When I first moved to North Dakota over three years ago, I did not know a soul. My only child at the time and I are both extroverts, we need people around us. We thrive on getting up in the morning and leaving the house. The problem, though, was that we had nowhere to go and no one to go visit. Being completely friendless was scary.

Not knowing what else to do, I made a game plan. I strategized and then started following the steps necessary to find a friend.

Step one – Get out of the house.

After our apartment was unpacked and we had spent a few days settling in, I put my little guy in the car and set off. I needed friends and I was going to find them.

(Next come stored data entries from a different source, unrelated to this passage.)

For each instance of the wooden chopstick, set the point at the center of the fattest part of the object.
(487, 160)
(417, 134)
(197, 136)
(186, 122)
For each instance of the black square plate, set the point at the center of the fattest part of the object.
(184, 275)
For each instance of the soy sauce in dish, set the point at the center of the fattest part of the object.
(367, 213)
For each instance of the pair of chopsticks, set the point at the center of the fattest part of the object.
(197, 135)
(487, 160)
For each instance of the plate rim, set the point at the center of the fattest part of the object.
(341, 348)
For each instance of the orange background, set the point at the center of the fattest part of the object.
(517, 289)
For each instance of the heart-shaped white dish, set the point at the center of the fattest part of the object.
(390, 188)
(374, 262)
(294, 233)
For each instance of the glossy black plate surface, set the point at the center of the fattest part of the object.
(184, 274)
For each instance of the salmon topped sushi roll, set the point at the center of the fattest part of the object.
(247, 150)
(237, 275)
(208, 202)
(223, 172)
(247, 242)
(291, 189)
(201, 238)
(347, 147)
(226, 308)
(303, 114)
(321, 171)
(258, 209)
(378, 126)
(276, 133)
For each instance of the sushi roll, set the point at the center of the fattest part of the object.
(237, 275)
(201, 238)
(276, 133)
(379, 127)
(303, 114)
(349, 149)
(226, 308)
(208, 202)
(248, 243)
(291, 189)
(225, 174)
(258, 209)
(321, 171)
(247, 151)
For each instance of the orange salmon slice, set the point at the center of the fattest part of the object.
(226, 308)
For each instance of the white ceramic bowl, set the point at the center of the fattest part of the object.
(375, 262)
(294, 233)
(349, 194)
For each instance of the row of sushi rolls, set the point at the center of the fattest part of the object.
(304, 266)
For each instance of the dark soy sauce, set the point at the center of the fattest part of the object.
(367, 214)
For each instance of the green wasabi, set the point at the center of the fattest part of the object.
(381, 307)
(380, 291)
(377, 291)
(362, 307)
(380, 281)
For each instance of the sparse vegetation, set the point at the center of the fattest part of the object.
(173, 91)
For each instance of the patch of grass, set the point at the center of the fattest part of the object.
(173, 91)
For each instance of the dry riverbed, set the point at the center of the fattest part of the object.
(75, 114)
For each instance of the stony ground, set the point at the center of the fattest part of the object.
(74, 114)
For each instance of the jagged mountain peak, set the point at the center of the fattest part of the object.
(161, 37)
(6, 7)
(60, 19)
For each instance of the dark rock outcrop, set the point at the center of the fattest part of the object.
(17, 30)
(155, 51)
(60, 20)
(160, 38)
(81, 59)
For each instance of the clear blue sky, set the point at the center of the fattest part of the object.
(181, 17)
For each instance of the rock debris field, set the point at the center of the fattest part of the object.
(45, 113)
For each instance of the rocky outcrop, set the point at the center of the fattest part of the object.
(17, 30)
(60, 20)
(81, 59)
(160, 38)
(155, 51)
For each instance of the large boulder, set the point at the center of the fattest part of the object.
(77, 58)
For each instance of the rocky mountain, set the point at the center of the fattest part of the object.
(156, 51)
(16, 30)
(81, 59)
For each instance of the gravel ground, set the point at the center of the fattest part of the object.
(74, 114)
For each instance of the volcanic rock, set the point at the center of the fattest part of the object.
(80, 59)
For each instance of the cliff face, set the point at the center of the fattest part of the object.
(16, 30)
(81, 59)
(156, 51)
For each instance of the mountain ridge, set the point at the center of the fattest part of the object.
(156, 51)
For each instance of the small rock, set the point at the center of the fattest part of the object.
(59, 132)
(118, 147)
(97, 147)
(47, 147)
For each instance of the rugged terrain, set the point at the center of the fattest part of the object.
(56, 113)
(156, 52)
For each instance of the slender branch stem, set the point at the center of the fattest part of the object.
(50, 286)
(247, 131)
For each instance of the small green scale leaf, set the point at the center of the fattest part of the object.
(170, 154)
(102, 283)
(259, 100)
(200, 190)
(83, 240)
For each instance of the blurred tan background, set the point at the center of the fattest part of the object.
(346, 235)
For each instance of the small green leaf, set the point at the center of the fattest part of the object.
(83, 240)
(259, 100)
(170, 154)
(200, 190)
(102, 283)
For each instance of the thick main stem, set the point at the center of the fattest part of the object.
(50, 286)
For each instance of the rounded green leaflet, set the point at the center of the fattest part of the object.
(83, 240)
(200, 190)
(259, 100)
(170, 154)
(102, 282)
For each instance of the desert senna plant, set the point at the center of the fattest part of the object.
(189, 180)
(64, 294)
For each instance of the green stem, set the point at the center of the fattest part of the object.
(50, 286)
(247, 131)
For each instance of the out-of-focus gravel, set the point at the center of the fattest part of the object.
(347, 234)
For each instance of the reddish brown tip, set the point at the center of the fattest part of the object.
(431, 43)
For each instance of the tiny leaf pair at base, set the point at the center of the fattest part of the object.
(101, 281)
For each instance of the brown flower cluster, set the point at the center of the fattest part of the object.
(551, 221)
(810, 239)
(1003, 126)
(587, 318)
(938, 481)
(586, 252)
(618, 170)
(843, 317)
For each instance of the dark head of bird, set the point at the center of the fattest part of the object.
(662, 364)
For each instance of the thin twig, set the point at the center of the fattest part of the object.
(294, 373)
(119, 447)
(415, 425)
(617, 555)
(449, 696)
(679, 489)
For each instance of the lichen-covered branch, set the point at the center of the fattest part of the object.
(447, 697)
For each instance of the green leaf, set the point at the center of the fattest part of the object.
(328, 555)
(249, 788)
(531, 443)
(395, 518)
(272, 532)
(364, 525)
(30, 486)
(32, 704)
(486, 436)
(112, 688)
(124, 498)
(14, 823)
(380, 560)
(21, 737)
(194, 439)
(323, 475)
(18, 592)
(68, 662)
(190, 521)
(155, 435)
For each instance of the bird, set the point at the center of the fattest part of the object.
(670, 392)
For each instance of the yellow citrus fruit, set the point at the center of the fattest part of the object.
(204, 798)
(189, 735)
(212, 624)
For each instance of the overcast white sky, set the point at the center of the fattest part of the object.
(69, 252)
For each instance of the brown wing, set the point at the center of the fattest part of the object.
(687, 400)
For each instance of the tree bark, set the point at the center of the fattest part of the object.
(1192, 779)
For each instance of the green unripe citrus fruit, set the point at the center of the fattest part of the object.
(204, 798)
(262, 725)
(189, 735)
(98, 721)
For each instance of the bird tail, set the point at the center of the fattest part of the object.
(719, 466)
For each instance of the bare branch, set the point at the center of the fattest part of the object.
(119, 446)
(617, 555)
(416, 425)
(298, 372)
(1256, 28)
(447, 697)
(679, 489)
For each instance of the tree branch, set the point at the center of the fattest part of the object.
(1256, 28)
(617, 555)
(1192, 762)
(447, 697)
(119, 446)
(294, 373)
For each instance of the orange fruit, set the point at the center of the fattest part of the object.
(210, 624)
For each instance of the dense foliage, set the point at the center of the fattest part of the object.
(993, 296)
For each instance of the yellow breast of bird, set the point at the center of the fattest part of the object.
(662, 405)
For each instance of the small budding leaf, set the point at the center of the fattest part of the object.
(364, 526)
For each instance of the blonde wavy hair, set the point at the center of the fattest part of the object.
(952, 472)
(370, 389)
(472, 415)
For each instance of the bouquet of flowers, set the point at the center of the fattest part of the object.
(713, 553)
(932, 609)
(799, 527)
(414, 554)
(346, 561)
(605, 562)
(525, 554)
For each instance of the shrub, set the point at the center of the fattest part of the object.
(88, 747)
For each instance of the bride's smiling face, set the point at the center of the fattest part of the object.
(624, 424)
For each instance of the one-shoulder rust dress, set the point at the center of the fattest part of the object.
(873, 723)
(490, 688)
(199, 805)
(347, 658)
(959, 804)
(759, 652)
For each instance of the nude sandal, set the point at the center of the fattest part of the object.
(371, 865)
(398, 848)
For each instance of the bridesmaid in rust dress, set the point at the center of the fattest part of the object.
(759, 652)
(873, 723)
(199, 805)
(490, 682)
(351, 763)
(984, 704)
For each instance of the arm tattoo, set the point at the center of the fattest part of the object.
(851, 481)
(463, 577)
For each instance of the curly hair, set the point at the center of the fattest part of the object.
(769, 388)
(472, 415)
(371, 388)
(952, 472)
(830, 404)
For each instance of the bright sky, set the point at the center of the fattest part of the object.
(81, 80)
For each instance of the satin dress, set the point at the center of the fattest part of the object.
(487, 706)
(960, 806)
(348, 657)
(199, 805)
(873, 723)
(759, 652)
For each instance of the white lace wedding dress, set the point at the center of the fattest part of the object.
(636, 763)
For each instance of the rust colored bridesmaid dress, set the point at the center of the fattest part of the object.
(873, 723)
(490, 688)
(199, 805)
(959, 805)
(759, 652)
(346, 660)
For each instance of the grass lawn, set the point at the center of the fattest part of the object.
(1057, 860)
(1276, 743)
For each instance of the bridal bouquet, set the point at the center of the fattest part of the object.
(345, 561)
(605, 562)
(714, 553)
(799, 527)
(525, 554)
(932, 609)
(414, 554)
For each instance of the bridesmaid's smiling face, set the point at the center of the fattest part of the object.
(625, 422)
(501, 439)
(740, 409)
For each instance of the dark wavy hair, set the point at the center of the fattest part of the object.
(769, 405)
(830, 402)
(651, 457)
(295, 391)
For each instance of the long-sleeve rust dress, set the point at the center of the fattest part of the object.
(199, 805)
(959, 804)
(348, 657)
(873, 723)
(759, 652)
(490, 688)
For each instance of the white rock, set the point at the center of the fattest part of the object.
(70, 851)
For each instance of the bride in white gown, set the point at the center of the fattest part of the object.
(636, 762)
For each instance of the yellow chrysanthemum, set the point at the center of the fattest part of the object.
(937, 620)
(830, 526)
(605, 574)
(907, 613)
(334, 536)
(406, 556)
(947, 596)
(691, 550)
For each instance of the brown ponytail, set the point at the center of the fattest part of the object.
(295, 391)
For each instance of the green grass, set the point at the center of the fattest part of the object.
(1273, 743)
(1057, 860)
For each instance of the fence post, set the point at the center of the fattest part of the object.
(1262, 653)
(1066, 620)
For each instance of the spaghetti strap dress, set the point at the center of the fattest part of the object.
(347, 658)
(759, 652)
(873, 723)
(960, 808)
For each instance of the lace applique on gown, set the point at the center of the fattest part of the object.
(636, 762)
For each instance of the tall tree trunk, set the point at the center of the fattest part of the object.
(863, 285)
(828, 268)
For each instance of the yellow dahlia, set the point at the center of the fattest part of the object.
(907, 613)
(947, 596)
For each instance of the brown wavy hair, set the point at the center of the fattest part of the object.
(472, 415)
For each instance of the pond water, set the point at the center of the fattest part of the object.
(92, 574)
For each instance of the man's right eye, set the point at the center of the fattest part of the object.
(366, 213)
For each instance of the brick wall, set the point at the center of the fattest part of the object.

My first stop was the city’s visitor center and then we continued on to the local daycare. I asked about activities, I arranged to volunteer, I found out when different groups met and then I attended all of those groups. I was on the prowl, in search of my people.

This is where I advise people to start. Go to the rec center, go to the school, go to churches. Find out what activities are going on in your city and go to them.

Step number two –  Talk.

I went to every activity and group I could find. I went to a church group, I drove an hour to the closest indoor playground, I taught a sign language class at the daycare. And at each activity, I talked. This part is tricky because it is so very awkward to be the new person. Self consciousness can almost consume you if you think too long before striking up a conversation with a stranger but you just have to go for it.

Step three – Close the deal and arrange a follow-up hang out.

As I met people who seemed like they could be my friend, I had flashbacks to my single days. I asked for phone numbers and sent invitations for future playdates out via text message. You’ve got to be brave enough to put yourself out there and take the next step.

Perhaps explaining how to make a friend seems elementary but for someone who is feeling lonely or is in desperate need of a friend, the task of finding one can feel daunting.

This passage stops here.